Wanderreise durch die Sächsische Schweiz


Mitglieder des Wandervereins Hameln-Weserbergland haben eine mehrtägige Genusswanderung durch die wildromantische Sächsische Schweiz mit individuellen Wanderungen bei freier Zeiteinteilung und nur mit Tagesrucksack unternommen.

Start- und Endpunkt war Bad Schandau (Sächsische Schweiz-Osterzgebirge) von dort ging es am ersten Tag mit der Fähre über die Elbe nach Kleinhennersdorf und weiter zum Papst- und Gohrischstein nach Königsstein in der Elbe (Streckenlänge 10 km).


Am zweiten Tag stand die Bastei auf dem Wunschplan. Sie liegt in der sächsisch-böhmischen Schweiz zwischen den Kurorten Rathen und Wehlen. Das Wahrzeichen der Bastei ist die Basteibrücke. Eine sandsteinerne Brücke, die über eine 40 Meter tiefe Schlucht führt und 194 m über der Elbe liegt  (Streckenlänge 14 km).



Der dritte Tag war für einen Besuch der Stadt Prag eingeplant.

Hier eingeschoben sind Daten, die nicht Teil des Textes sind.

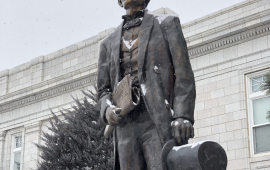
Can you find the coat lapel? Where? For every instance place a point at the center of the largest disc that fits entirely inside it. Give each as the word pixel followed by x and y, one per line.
pixel 116 50
pixel 144 36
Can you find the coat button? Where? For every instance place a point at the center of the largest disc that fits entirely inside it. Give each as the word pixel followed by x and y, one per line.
pixel 156 70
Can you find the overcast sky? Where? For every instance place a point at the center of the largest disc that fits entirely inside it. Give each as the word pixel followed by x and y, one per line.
pixel 31 28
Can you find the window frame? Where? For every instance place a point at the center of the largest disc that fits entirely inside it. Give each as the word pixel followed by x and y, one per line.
pixel 15 150
pixel 250 97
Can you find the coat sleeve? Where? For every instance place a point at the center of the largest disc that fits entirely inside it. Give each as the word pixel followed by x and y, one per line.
pixel 184 83
pixel 103 81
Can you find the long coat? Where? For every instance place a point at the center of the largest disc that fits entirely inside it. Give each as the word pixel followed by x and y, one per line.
pixel 164 71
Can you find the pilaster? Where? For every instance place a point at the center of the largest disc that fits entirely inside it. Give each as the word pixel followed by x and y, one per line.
pixel 2 142
pixel 37 70
pixel 30 151
pixel 4 75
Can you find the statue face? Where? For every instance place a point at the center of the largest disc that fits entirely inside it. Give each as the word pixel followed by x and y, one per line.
pixel 127 4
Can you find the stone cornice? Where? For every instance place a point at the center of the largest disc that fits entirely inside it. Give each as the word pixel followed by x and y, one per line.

Mit der Kirnitzschtalbahn (eine alte Straßenbahn) ging es am vierten Tag von Bad Schandau zum Lichtenhainer Wasserfall. Für die Wanderer war es ein Vergnügen mit der Bahn zu fahren. Ab hier wurde dann auf und ab über den Malerweg, der als schönster Wanderweg Deutschlands gilt, zur Felsenhöhle Kuhstall gewandert. Der Aufstieg vom Lichtenhainer Wasserfall zum Kuhstall ist ein Wanderklassiker im Elbsandsteingebirge.
Weiter gings über den Fremdenweg zur Neumann-Mühle und auf dem Flößerweg zurück nach Bad Schandau (Streckenlänge 18 km ). Auf dem Flößerweg wartete auf die Hiker eine Herausforderung. Erst ging es über ein mit Ketten gesicherten Felsweg mit Trittstellen aus Eisenrosten. Dann folgte ein steiler Abstieg der volle Konzentration erforderte. Danach ging es ebenso steil wieder empor.
Entsprechend k.o. aber glücklich und super stolz kamen alle 11 Hiker nach 7 Stunden wieder in der Unterkunft an.



Der fünfte Tag führte die Gruppe in die Böhmische Schweiz (Tschechien) und mittels einer Kahnfahrt durch die wildromantische Märchenwelt der Wilden Klamm und Edmundsklamm im tschechischen Nationalpark.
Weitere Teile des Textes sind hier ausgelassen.